Christmas 1995 Message - Urbi et Orbi

Author: Pope John Paul II

"URBI ET ORBI"

Pope John Paul II

Message Of His Holiness given Christmas 1995

1. "You are my Son, today I have begotten you" (Heb 1:5). The words of today’s Liturgy introduce us into the mystery of the eternal birth, beyond time, of the Son of God, the Son, of one Being with the Father. The Gospel of John says: "In the beginning was the Word, and the Word was with God, and the Word was God. He was in the beginning with God" (Jn 1:1-2). We profess the same truth in the Creed: "God from God, Light from Light, true God from true God, begotten, not made, of one Being with the Father; through him all things were made. For us men and for our salvation he came down from heaven: by the power of the Holy Spirit he became incarnate from the Virgin Mary, and was made man". This is the joyful news of Christmas, as transmitted by the Evangelists and the Church’s apostolic tradition. Today we wish to announce it "to the City and to the World", Urbi et Orbi.

2. "He was in the world, and the world was made through him" (Jn 1:10). The One born on Christmas night comes among his own. Why does he come? He comes to give "new strength", a "power" different from that of the world. He comes in poverty to a stable at Bethlehem, with the greatest of gifts: he gives us divine adoption.
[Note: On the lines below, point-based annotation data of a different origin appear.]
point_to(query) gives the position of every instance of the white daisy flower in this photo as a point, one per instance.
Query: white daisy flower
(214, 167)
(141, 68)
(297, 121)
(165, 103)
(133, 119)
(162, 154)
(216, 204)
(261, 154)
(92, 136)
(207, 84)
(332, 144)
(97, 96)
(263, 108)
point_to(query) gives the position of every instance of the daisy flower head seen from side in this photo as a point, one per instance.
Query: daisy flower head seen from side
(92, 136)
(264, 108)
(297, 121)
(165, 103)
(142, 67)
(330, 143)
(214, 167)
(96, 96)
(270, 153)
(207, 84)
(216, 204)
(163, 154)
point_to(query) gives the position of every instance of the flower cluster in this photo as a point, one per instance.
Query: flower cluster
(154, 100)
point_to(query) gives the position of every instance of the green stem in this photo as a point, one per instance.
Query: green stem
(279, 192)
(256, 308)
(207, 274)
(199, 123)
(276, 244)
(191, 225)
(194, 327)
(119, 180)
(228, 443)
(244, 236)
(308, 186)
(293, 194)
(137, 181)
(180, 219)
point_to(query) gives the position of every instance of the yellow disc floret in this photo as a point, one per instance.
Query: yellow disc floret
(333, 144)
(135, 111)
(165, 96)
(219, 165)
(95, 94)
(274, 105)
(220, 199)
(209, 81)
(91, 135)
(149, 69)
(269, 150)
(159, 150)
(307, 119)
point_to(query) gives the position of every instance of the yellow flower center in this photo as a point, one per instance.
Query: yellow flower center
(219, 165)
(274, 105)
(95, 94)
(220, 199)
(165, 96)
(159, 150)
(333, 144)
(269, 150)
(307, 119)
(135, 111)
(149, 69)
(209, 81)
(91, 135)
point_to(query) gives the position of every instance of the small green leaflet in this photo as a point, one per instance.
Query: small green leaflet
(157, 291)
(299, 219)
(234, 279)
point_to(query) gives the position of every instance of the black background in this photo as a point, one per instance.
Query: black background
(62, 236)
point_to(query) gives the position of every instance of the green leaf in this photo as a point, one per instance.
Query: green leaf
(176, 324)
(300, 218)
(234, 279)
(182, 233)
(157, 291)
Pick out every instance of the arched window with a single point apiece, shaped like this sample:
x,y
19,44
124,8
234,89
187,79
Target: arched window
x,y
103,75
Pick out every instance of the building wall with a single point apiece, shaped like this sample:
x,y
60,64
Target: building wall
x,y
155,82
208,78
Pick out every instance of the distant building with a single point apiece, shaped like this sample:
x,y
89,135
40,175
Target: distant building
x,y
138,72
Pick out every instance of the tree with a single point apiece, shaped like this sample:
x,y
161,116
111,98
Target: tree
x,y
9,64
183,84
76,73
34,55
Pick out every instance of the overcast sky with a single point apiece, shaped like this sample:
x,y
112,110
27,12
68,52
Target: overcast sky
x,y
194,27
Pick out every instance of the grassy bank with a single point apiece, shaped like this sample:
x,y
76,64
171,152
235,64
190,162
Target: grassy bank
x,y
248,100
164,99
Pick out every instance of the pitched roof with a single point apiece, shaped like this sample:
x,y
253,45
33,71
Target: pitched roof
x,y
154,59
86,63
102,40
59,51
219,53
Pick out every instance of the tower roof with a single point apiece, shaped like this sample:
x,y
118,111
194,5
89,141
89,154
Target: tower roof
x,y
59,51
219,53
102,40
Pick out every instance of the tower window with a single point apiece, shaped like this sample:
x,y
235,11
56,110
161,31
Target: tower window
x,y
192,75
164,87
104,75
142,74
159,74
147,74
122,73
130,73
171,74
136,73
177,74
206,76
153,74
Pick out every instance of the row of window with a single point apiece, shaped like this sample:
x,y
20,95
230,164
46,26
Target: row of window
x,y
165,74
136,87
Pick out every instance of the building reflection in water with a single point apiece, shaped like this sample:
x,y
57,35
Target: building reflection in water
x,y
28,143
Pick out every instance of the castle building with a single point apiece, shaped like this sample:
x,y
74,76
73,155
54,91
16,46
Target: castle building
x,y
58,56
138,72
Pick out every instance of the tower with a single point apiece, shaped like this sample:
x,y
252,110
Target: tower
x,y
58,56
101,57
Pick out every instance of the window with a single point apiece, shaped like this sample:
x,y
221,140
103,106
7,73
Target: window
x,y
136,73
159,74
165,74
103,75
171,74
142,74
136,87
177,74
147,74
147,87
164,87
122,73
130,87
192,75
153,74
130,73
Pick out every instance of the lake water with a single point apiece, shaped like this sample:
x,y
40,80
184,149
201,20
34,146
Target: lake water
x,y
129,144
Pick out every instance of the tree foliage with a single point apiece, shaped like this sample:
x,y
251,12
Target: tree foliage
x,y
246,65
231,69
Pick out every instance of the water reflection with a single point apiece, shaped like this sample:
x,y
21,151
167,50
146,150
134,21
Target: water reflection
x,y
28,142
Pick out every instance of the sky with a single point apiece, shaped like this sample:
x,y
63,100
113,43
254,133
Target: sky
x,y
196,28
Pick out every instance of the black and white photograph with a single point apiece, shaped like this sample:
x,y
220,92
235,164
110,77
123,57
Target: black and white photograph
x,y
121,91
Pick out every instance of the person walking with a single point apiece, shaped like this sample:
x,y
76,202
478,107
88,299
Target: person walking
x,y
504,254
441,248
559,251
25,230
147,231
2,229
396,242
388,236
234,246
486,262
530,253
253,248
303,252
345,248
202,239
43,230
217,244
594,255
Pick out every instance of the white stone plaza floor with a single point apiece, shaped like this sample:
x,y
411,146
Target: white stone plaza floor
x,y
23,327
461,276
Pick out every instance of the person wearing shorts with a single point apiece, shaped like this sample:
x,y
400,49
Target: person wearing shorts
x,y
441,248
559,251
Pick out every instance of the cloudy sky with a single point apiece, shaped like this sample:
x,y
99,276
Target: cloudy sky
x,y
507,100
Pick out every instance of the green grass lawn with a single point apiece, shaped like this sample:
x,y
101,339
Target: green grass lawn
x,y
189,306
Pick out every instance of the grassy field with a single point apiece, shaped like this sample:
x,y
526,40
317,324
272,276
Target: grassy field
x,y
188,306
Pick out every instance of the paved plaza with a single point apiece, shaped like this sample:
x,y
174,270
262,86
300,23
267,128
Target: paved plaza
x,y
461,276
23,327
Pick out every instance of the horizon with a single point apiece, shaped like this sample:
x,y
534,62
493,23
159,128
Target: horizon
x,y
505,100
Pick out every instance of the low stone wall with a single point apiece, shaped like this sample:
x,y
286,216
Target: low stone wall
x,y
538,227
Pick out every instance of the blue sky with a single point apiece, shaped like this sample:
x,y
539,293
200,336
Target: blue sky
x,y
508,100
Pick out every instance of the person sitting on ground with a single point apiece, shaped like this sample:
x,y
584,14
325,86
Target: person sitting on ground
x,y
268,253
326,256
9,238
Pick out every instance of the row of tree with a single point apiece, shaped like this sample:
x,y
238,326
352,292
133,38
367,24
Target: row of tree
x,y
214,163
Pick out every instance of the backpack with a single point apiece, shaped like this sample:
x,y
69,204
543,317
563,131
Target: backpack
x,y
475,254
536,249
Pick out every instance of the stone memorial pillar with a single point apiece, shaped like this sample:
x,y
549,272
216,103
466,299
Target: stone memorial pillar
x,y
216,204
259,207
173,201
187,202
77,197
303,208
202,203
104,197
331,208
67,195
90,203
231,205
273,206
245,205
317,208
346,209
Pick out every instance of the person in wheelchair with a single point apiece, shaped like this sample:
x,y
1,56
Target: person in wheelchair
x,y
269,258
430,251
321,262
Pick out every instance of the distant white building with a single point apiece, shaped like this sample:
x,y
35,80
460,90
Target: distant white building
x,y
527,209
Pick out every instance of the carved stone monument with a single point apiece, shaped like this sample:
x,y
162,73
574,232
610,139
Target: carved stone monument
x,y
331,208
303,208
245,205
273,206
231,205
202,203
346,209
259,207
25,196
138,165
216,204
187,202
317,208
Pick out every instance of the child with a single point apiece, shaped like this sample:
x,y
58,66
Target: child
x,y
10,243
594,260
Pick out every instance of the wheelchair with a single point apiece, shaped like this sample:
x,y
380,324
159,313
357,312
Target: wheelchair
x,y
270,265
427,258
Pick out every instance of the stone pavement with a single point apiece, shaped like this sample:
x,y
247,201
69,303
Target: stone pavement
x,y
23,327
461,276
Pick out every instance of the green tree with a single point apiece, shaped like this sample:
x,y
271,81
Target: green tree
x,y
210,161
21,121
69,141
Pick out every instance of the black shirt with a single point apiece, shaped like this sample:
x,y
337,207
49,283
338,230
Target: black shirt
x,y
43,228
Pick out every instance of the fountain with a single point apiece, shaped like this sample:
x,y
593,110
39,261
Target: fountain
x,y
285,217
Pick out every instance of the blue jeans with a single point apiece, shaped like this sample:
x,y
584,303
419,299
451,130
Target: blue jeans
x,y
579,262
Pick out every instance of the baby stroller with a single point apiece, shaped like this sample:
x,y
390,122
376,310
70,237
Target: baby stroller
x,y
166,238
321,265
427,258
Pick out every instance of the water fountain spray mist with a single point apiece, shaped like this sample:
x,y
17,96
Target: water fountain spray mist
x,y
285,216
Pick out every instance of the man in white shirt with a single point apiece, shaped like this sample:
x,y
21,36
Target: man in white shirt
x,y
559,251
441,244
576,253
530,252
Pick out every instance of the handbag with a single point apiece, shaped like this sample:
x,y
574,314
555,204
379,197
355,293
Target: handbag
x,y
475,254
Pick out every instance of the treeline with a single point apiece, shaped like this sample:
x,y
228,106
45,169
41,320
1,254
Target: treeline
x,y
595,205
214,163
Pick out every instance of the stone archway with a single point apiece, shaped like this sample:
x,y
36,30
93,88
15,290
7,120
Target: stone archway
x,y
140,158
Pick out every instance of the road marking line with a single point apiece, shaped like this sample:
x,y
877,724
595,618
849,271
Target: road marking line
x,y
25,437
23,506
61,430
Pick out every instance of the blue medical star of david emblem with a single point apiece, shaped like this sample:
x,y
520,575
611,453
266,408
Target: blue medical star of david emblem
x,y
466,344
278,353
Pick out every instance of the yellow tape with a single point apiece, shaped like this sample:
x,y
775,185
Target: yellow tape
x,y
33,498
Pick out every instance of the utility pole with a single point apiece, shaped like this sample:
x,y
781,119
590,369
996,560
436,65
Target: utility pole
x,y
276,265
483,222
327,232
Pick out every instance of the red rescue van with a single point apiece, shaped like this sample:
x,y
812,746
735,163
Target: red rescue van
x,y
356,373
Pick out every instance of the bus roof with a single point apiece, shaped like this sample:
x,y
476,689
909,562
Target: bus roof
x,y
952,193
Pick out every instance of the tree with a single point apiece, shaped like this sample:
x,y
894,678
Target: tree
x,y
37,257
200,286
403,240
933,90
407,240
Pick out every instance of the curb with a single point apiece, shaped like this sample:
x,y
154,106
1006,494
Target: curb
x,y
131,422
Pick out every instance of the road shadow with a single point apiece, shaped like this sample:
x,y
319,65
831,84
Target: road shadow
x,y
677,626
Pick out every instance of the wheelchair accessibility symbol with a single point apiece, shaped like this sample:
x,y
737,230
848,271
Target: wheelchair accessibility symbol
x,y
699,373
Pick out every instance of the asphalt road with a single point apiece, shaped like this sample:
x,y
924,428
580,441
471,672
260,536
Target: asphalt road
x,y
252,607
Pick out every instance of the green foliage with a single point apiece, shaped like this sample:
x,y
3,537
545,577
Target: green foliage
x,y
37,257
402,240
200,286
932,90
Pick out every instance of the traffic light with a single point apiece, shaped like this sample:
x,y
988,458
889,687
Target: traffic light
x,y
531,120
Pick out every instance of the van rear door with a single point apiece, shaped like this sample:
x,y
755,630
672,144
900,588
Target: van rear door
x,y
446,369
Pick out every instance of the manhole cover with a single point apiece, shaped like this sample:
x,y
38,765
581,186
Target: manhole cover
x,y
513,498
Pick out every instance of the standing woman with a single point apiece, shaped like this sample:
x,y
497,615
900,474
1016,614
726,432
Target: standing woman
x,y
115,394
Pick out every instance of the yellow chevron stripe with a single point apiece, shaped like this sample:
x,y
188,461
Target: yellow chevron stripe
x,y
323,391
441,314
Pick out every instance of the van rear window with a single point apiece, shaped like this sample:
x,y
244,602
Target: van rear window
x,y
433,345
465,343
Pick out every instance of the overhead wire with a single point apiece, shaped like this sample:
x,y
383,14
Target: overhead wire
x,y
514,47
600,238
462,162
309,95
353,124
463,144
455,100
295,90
To all who welcome him he gives the "power to become children of God" (Jn 1:12), in order that in him, the eternal Son of the eternal Father, they may be "born of God" (cf. Jn 1:13). In him, in fact, in the Babe of this holy night, there is life (cf. Jn 1:4): life that knows no death; the life of God himself; the life which, as Saint John says, is the light of men. The light shines in the darkness, but the darkness did not accept it (cf. Jn 1:4-5). On Christmas Night there appears the light that is Christ. It shines and penetrates people’s hearts, filling them with the new life. It enkindles in them the eternal light, that ever enlightens the human person even when the darkness of death envelops the body. Precisely for this "the Word became flesh and dwelt among us" (Jn 1:14).

3. "He came to his own, and his own people received him not" (Jn 1:11), as recorded in the Prologue of John’s Gospel. The Evangelist Luke confirms this truth, and recalls that "there was no place for them in the inn" (Lk 2:7). "For them", that is, for Mary and Joseph and for the Child about to be born. This is an idea often expressed in our Christmas carols: "His own people did not receive him..." In the great inn of the whole human community, as well as in the little inn of our own hearts, how many poor people even today, at the threshold of the Year 2000, come to knock!

4. Christmas is the celebration of welcome and of love! Will there be room, on this day, for the scattered families of Bosnia-Hercegovina, who are still anxiously waiting for the results of peace, the peace recently proclaimed? And the refugees of Rwanda, will they be able to return to a country that is really reconciled? Will the people of Burundi be able to find once more the path of fraternal peace? Will the peoples of Sri Lanka be able to look forward, hand in hand, to a future of brotherhood and solidarity? Will the people of Iraq finally be able to return to a normal existence, after the long years of embargo? Will there be room for the inhabitants of Kurdistan, of whom many are obliged, once more, to face the winter in the most difficult conditions? And how could we forget our brothers and sisters of southern Sudan, still exposed to an armed violence fomented without respite? Nor, indeed, can we forget the people of Algeria, who continue to suffer, the victims of harsh trials.

It is in this hurt world that the Infant Jesus, in all his love and frailty, appears! He comes to free those caught up in hatred, and slaves of particular interests, and divisions. He comes to open new perspectives. The Son of God encourages the hope that, in spite of so many great difficulties, peace will finally appear on the horizon. There are promising signs of this, even in troubled areas such as Northern Ireland and the Middle East. Let people open their hearts to the Word of God made flesh in the poverty of Bethlehem.

5. This is the Mystery which we celebrate today: God "has spoken to us by a Son" (Heb 1:2). In many and in varied ways God had spoken through the Prophets, but when "the fullness of time" (Gal 4:4) had arrived, He spoke through the Son. The Son is the reflection of the Father’s glory, the very stamp of his nature, upholding the universe by the power of his word. This is what the author of the Letter to the Hebrews says about the new-born Son of Mary (cf. Heb 1:3). Although through him God the Father created the universe, this Child is also the Firstborn and the Heir of all creation (cf. Heb 1:1-2). This poor Babe, for whom "there was no room in the inn", in spite of appearances, is the sole Heir of the whole of creation. He came to share with us this birthright of his, so that we, having become children of divine adoption, might have a part in the inheritance that he brought with him into the world. Eternal Word, today we contemplate your glory, "glory as of the only Son from the Father, full of grace and truth" (cf. Jn 1:14). Over the airwaves, may the joyful message of your Birth, ever old and ever new, reach the peoples and nations of every continent and bring peace to the world.